Sub-ohmming is like climbing in that it's an enjoyable hobby that can be safe, but that carries inherent risks. It's in a range where a tiny change in resistance results in a relatively large change in current. Ideally, we'd like to be able to accurately measure resistance in at least hundredths, if not thousandths of an ohm, in order to estimate current, and there's expensive lab equipment that can do that.

The less expensive, uncalibrated multimeters and ohmmeters we use, or the circuits in regulated mods, are often ± 0.1Ω in error, and can be even more than that. The coil we measure at 0.5Ω, could VERY likely be anything between 0.4Ω or 0.6Ω, and a bit less likely even higher or lower. It would be good if we know someone with access to calibrated lab equipment to compare our meters to.

Other than that, we need to leave a safety margin. With a really good mod, atty, and battery combo, we might get 4.0 volts across a mid-sub-ohm coil.
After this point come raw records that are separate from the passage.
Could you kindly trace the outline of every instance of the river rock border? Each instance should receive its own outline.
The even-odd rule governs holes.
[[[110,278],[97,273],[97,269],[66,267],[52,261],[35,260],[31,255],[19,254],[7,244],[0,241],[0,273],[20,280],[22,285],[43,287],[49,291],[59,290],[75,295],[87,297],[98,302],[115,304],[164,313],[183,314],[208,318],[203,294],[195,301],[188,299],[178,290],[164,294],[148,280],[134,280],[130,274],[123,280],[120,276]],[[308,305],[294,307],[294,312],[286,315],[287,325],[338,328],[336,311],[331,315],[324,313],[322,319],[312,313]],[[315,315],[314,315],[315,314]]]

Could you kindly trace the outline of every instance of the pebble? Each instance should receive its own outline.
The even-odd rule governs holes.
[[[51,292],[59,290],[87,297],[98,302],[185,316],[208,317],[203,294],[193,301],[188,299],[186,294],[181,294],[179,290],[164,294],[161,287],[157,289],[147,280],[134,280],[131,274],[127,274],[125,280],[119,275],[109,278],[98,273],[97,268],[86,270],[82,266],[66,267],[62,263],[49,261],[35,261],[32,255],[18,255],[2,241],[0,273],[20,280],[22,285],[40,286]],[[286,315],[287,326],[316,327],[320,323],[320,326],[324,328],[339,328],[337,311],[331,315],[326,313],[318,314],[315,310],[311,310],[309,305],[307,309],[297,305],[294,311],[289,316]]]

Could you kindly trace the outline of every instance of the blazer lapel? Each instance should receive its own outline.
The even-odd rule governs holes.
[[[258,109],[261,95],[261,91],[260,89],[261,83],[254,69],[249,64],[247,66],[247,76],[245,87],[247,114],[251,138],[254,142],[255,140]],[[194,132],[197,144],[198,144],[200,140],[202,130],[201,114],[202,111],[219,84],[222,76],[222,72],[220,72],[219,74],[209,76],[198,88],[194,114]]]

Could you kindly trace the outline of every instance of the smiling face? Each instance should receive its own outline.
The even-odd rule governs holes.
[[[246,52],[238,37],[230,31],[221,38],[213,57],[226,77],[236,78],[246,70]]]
Again, our quality of meter may be ±0.1V or more off. If our battery is rated at 10A, 4.0V/10A = 0.4Ω. That's why some of us stick to 0.5Ω as a measured minimum and some stay higher.

It's also why those operating in these ranges should look for a battery with higher than a 10 amp maximum continuous current rating. A climber wouldn't use a component at its maximum rating. Higher rated batteries are easy to find. The 1600 mAH AW IMR 18650 is rated 15C, or 15 x 1.6AH = 24A as a common example.

Finally, if we're going to spend a few dollars more for good batteries, it only takes a few dollars more to get a well-reputed charger to care for and get the best life from them, not to mention to avoid a fire.